Se as contas parecem fazer sentido, é hora de ler o contrato com lupa. Segundo um consultor com experiência no setor, em alguns casos a incorporadora estabelece uma multa de 20% do valor do imóvel em caso de desistência antecipada. “Como esse é o percentual que ela precisa para erguer a obra, na prática ela zera seus custos se o comprador desistir”, diz ele. Multas desse tamanho são consideradas abusivas e podem ser contestadas na Justiça. Também não aceite cláusulas que especificam que o negócio é irretratável.
“Não se pode impedir a outra parte de desistir de um negócio, o máximo que se pode fazer é impor uma penalidade em caso de desistência”, diz o advogado. Se houver qualquer desconfiança de que não será possível obter ou pagar um financiamento bancário, é hora de desistir. Segundo a advogada Maria Inês Dolci, coordenadora da associação de consumidores Proteste, o consumidor tem o direito de desistir da compra a qualquer momento, desde que ainda não tenha tomado posse do imóvel.
“Ao receber o imóvel, o comprador perde o direito de devolvê-lo à incorporadora”, diz ela. “Se não conseguir honrar as prestações, ou se não conseguir um financiamento, ele estará inadimplente e corre risco de execução.” Assim, se as contas estiverem dando sinais de não fechar é não tomar posse do apartamento. “Enquanto estiver na primeira fase, antes das chaves, o comprador tem mais direitos.” E se prepare para dias tensos. Enquanto estava pagando as prestações, você era uma fonte de alegria para a incorporadora.
Ao exigir o distrato, você passa a ser um problema, e as empresas não vão tornar seu caminho mais fácil. Para sua sorte, tanto a lei quanto a jurisprudência, que é interpretação na norma legal pelo Judiciário, estão a seu favor. “Está pacificado pelo Superior Tribunal de Justiça que o cliente tem direito ao distrato, e que a incorporadora poderá reter, no máximo, 15% dos recursos já depositados, para compensar os gastos com comissões e publicidade”, diz Maria Inês.
“Outro ponto que também é pacífico é que a devolução tem de ser feita de uma só vez, a incorporadora não pode pagar em prestações.” Isso vale ainda que o cliente esteja inadimplente em algumas parcelas.

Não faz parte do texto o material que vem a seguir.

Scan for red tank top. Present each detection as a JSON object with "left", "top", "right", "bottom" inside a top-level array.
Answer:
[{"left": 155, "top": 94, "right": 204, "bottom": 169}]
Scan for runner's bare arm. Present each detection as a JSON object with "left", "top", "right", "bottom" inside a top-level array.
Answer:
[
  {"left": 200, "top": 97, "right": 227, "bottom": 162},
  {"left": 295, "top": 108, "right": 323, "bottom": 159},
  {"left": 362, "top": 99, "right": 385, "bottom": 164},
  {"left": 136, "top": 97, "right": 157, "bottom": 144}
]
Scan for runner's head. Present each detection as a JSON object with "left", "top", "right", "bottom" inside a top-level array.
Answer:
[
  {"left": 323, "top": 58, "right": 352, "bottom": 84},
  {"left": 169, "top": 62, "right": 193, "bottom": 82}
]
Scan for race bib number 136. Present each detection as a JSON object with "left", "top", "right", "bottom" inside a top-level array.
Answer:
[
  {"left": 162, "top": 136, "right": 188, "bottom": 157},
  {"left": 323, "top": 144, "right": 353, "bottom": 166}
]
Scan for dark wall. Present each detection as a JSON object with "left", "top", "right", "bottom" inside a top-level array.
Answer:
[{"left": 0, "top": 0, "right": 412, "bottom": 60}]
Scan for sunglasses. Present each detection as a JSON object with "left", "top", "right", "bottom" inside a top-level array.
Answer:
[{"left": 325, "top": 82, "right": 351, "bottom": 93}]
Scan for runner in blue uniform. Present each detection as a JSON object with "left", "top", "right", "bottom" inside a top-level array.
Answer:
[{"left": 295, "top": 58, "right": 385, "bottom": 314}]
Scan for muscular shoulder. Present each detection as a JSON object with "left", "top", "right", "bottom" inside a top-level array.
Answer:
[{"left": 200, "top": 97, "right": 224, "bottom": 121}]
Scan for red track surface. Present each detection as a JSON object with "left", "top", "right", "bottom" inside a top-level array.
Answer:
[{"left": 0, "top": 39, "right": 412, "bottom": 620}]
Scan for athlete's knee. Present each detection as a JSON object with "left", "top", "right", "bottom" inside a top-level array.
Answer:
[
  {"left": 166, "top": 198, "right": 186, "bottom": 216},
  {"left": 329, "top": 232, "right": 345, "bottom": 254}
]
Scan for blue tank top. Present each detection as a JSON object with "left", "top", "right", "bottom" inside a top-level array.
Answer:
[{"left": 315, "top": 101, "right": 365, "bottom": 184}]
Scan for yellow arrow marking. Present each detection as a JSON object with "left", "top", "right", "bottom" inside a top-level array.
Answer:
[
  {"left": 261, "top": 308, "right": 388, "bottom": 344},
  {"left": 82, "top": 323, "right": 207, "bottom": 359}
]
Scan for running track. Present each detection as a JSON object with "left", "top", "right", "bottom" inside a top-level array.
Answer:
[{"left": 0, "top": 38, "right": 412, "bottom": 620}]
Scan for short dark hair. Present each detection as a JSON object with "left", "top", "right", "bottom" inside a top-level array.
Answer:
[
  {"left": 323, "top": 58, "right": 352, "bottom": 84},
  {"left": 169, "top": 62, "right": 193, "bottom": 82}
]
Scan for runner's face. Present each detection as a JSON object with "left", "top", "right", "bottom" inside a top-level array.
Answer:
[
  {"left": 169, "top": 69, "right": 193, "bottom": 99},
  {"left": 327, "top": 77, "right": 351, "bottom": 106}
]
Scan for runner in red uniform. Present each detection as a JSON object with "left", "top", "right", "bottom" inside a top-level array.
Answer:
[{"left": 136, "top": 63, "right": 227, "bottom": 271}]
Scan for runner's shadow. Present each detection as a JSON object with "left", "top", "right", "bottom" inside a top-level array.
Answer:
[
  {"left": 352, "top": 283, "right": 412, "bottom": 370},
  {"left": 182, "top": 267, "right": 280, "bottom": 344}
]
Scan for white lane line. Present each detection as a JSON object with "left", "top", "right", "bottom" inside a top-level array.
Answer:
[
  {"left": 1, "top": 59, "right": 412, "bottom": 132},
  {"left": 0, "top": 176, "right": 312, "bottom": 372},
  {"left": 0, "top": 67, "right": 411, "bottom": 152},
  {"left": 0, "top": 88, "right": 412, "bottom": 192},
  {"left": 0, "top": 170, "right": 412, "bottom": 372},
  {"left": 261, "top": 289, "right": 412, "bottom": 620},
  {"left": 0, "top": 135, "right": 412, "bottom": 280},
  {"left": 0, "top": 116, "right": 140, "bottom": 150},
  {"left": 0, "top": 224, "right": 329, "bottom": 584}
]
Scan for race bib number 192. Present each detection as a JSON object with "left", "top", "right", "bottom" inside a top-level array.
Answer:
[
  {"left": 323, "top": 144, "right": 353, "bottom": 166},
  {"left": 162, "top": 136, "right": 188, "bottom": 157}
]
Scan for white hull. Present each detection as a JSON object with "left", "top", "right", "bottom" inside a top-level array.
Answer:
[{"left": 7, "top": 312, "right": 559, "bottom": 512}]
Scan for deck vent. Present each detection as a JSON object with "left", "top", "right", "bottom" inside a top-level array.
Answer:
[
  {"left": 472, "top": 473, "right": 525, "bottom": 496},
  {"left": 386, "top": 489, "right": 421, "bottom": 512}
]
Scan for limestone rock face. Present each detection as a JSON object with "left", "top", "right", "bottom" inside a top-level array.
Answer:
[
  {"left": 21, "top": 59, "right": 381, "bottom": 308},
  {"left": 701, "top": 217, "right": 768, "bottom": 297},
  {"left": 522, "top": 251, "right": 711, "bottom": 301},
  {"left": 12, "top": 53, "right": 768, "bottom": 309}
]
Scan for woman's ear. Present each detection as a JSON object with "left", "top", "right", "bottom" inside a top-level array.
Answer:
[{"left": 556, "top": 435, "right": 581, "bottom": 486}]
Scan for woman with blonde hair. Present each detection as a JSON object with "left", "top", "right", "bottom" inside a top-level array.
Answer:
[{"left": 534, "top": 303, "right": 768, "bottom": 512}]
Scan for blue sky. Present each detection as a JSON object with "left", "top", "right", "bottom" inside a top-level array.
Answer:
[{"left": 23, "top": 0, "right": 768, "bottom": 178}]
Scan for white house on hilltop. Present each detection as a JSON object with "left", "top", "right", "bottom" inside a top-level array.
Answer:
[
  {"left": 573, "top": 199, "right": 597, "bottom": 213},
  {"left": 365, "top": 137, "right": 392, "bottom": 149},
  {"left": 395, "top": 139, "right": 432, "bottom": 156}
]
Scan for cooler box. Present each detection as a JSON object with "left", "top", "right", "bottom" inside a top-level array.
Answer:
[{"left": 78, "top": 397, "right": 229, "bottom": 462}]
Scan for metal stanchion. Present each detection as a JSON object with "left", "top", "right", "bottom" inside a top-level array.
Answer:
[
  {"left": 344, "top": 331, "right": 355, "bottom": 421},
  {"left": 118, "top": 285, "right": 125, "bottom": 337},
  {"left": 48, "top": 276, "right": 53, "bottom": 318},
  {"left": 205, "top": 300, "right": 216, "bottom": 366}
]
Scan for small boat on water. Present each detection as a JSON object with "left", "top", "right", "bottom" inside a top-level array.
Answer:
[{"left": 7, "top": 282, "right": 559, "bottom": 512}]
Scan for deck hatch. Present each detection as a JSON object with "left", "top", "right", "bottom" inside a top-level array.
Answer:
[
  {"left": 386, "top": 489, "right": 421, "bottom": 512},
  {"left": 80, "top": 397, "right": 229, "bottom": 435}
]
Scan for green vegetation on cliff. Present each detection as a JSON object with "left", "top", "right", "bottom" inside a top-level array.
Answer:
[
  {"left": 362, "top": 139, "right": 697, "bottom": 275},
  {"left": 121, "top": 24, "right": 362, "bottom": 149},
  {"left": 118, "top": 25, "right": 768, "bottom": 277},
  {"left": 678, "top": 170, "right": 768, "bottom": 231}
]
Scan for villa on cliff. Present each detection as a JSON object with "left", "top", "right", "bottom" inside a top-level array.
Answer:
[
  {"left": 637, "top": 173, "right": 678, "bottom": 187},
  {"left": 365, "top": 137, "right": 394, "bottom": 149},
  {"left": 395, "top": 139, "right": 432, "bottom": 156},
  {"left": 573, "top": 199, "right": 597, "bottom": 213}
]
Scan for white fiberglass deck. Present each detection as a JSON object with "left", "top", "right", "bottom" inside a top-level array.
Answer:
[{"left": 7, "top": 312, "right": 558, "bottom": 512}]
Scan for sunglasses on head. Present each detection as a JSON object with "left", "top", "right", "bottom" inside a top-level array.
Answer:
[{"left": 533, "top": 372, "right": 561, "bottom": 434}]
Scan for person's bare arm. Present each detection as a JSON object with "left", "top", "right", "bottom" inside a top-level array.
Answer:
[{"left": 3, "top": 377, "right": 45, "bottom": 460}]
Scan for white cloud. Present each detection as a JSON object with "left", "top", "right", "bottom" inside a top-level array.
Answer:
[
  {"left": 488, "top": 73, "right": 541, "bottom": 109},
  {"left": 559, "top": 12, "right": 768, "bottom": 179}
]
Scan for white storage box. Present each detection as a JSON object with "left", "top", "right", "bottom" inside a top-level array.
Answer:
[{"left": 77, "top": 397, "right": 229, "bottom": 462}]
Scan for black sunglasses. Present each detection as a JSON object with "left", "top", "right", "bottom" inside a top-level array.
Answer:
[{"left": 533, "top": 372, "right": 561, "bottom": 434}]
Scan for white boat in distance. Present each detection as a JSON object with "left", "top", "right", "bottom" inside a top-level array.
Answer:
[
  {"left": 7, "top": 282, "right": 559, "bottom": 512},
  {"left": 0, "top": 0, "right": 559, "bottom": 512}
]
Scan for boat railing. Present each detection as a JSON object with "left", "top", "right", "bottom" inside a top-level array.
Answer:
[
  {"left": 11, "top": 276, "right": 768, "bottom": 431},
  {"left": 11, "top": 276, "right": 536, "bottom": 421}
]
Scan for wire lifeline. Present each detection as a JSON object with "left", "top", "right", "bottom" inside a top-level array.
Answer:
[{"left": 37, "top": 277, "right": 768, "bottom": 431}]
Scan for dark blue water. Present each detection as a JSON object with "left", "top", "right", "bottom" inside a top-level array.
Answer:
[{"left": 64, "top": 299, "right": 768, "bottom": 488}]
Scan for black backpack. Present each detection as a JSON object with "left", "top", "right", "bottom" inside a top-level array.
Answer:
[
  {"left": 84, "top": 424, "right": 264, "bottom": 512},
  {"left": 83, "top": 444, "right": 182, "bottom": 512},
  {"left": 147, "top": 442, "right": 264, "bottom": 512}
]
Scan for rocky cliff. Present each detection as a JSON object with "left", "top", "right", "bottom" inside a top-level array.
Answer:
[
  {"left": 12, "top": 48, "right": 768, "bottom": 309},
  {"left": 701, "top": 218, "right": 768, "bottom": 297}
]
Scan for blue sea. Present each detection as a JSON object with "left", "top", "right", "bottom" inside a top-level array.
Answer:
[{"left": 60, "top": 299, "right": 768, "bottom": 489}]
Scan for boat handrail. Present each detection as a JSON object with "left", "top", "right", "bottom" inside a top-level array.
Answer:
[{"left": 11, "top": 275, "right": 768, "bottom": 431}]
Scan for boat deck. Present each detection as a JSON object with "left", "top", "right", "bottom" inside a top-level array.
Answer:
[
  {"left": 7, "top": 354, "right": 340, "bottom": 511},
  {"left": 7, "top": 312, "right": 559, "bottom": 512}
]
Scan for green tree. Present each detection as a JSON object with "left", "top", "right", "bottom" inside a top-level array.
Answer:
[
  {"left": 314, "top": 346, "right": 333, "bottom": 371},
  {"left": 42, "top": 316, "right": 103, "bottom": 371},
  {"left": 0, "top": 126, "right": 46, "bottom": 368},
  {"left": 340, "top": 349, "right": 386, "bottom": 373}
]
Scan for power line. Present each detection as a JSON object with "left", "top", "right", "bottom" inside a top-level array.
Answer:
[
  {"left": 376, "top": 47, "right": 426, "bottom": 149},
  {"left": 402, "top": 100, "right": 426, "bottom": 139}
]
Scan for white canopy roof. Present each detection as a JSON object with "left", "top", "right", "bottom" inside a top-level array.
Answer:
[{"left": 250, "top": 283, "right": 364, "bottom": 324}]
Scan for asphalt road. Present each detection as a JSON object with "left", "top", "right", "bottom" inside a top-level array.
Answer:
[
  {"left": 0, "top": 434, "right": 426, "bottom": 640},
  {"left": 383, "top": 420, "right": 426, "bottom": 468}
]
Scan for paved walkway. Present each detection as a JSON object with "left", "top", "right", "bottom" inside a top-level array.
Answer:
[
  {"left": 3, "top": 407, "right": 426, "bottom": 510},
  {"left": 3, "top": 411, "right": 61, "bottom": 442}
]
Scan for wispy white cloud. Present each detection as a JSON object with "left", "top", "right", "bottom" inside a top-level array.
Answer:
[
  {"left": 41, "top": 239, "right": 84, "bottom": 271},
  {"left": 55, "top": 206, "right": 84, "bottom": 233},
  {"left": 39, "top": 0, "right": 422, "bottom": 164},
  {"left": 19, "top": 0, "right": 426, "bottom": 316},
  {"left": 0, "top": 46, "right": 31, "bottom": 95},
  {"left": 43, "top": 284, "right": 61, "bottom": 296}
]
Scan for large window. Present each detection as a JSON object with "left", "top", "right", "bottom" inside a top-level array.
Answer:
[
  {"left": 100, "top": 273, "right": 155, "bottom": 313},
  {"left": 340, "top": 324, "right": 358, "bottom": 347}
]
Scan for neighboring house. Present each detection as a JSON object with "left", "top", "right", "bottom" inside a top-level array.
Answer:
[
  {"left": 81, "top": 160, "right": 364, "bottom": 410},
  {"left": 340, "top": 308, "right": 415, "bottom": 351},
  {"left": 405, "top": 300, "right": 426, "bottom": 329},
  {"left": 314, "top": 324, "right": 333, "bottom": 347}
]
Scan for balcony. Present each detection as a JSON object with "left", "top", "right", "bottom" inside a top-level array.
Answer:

Provavelmente será necessário recorrer aos serviços de um advogado. “Muitas empresas se aproveitam de um momento de fragilidade financeira do comprador para impor retenções maiores, multas ou pagamentos parcelados”, diz Tapai. “Nesses casos, a recomendação é não assinar nada nem receber qualquer valor, pois o prejuízo pode ser bem maior.”